“I love private investigators! I want you to investigate me!”
While apprenticing with a private eye (Jesse White), a clutzy television repairman (Jerry Lewis) accidentally discovers he’s the long-lost nephew of a millionairess (Mae Questel) whose slimy fiancee/lawyer (Zachary Scott) is colluding with her butler (Jack Weston) to acquire her money at any cost.
This Frank Tashlin-directed private-eye spoof is prime Jerry Lewis material, affording his nebbishy alter-ego plenty of opportunities to engage in broadly humorous slapstick antics. Tashlin fills the screen with numerous inventive sight gags (see stills below), and the supporting cast members all portray their characters with appropriately cartoonish flair: Zachary Scott conveys a steady level of barely concealed contempt for his bride-to-be, the pudgy but relentlessly good-natured Mae Questel (voice of Betty Boop and Olive Oyl), while Jack Weston is gleefully homicidal as Scott’s accomplice, and Jesse White demonstrates unexpected sex-appeal as the aptly named “Pete Flint”. Less successful is buxomy Joan O’Brien as Questel’s personal nurse, whose character seems to waver between genuine concern for Lewis’s safety and an undeniably gold-digging itch (does she really love him?).
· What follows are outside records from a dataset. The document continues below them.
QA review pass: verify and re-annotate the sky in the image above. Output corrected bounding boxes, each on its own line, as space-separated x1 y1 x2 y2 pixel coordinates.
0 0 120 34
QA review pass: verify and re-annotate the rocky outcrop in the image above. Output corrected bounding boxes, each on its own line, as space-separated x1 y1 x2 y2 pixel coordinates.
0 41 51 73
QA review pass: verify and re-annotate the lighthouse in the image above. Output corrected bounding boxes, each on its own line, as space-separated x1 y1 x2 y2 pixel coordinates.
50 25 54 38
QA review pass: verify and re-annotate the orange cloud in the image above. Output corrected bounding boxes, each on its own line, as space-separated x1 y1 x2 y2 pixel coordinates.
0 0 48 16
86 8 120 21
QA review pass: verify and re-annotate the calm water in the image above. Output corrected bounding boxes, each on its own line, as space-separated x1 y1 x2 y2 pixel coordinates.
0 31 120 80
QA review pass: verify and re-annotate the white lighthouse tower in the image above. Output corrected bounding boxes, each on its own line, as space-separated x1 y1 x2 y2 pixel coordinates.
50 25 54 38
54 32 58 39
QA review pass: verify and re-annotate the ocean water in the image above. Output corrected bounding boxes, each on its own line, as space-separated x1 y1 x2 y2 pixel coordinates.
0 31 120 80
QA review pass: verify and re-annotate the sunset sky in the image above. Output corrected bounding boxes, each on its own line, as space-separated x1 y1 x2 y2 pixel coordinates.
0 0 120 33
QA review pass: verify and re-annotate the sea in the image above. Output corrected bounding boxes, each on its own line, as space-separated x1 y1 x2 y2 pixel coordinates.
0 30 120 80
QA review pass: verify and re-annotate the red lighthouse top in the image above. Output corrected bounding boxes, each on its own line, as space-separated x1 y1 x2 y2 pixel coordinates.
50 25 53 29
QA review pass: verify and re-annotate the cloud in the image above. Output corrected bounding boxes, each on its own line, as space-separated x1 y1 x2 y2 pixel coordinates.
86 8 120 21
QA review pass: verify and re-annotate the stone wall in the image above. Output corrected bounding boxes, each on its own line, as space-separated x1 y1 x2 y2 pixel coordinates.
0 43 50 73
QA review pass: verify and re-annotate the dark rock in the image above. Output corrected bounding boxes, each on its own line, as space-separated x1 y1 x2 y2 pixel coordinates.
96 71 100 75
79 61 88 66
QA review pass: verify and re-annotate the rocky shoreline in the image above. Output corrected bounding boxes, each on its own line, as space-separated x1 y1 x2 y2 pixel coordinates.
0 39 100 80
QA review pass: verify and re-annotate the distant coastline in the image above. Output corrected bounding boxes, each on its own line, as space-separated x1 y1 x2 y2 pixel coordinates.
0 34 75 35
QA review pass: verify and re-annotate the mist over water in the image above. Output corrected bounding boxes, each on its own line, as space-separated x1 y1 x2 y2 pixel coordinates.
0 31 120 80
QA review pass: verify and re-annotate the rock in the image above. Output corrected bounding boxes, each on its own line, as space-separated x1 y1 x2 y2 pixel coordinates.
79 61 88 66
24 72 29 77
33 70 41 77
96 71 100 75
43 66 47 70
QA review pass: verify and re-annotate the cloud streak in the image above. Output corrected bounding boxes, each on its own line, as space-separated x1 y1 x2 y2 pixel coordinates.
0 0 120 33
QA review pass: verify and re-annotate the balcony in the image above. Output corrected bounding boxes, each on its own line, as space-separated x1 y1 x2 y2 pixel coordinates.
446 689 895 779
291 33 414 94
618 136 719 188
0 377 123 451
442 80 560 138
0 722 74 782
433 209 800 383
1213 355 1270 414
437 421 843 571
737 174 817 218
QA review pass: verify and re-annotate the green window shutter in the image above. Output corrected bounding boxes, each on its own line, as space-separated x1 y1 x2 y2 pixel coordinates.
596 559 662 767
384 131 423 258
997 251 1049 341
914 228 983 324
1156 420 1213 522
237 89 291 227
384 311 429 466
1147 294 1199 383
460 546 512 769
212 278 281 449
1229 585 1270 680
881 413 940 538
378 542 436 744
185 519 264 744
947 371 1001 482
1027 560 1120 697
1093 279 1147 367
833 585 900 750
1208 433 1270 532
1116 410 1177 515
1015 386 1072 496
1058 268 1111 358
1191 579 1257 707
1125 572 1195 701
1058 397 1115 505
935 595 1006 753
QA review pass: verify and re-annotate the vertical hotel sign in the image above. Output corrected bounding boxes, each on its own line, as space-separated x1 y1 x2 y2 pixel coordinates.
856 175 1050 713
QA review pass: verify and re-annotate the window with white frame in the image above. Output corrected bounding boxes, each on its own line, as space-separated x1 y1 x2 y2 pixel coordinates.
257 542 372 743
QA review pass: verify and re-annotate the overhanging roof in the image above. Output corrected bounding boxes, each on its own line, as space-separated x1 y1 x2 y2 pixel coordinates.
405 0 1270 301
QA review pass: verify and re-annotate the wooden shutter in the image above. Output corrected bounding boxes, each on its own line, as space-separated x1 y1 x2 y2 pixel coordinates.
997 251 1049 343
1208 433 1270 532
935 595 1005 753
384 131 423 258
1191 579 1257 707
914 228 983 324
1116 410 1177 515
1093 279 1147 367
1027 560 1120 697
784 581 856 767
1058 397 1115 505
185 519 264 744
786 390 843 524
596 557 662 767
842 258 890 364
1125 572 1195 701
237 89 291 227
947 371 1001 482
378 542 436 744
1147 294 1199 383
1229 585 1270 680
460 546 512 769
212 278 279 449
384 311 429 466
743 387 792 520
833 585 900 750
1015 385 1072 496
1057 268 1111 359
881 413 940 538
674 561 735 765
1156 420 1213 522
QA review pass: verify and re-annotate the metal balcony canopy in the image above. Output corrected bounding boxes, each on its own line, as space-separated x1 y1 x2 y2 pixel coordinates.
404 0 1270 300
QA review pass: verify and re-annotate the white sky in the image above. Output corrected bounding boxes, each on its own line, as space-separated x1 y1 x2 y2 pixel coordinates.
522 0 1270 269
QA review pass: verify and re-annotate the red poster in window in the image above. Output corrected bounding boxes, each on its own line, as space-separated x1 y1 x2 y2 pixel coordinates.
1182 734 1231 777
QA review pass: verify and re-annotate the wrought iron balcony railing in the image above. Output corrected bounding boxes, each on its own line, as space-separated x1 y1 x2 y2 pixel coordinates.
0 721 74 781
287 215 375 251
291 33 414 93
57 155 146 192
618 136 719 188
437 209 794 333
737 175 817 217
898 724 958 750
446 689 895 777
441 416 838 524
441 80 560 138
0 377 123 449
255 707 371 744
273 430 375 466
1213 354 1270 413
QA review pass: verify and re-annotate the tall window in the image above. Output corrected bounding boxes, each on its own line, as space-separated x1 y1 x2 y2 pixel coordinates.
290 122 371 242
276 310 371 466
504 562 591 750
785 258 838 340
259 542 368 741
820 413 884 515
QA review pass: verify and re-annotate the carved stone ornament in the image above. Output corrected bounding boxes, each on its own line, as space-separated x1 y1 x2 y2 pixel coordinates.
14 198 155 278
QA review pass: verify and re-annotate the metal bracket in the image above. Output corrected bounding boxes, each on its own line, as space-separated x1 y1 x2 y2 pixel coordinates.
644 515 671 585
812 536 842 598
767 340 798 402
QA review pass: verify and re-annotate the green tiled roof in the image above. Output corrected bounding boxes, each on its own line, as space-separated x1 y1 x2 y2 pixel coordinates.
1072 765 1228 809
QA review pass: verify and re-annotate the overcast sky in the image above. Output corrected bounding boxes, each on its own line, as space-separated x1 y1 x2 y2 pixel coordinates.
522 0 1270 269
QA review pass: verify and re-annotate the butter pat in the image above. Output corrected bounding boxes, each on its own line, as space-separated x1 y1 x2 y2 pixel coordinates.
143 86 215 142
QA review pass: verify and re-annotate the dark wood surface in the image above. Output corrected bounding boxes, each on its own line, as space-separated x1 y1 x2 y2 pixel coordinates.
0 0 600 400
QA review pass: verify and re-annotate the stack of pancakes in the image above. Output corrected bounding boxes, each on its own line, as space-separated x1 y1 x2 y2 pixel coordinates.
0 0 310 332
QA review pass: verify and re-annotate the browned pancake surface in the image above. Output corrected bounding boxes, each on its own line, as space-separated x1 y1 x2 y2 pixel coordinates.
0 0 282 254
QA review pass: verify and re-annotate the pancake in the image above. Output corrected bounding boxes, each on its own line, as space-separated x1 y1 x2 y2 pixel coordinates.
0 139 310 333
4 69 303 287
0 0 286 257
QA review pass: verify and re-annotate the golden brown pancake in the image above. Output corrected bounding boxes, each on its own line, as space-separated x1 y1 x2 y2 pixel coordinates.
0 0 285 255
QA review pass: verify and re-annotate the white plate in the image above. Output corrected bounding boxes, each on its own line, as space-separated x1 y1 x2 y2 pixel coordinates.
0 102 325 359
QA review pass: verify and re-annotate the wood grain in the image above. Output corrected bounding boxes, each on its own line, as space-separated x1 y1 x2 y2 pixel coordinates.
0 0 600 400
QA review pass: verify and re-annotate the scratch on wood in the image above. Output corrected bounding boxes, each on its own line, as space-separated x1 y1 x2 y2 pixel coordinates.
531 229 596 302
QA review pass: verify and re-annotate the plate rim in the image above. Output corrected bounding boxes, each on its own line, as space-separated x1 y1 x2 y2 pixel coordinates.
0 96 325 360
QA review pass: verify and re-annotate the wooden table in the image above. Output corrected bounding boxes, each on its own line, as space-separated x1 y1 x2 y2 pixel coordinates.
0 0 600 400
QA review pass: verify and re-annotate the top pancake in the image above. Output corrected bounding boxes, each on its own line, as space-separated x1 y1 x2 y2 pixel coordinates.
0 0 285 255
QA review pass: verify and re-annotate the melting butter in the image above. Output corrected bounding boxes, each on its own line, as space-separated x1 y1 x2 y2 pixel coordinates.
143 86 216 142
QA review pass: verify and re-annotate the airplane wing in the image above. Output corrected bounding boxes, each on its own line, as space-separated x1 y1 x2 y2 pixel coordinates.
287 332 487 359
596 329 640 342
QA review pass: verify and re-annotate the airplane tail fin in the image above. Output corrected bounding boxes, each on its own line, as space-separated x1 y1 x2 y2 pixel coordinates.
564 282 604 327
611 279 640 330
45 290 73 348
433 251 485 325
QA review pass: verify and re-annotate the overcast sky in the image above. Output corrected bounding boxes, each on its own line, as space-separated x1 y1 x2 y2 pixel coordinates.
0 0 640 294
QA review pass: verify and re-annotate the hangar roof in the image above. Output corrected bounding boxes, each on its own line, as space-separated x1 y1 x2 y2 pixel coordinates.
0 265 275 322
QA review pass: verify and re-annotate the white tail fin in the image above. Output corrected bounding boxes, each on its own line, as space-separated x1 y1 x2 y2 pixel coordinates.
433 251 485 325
Ultimately, this one is only must-see viewing for diehard Lewis fans, but film fanatics likely won’t feel their time has been wasted.
Note: Among the fifteen Jerry Lewis titles included in GFTFF (too many!), I recommend that ffs check out the following: At War With the Army (1950), Artists and Models (1955), The Bellboy (1960), The Nutty Professor (1963), and King of Comedy (1982); The Errand Boy (1961) is also worth a look simply for its brilliant “orchestra pantomime” scene.
Redeeming Qualities and Moments:
- Many fun, cartoonish sight gags
No, though of course Jerry Lewis fans will want to check it out.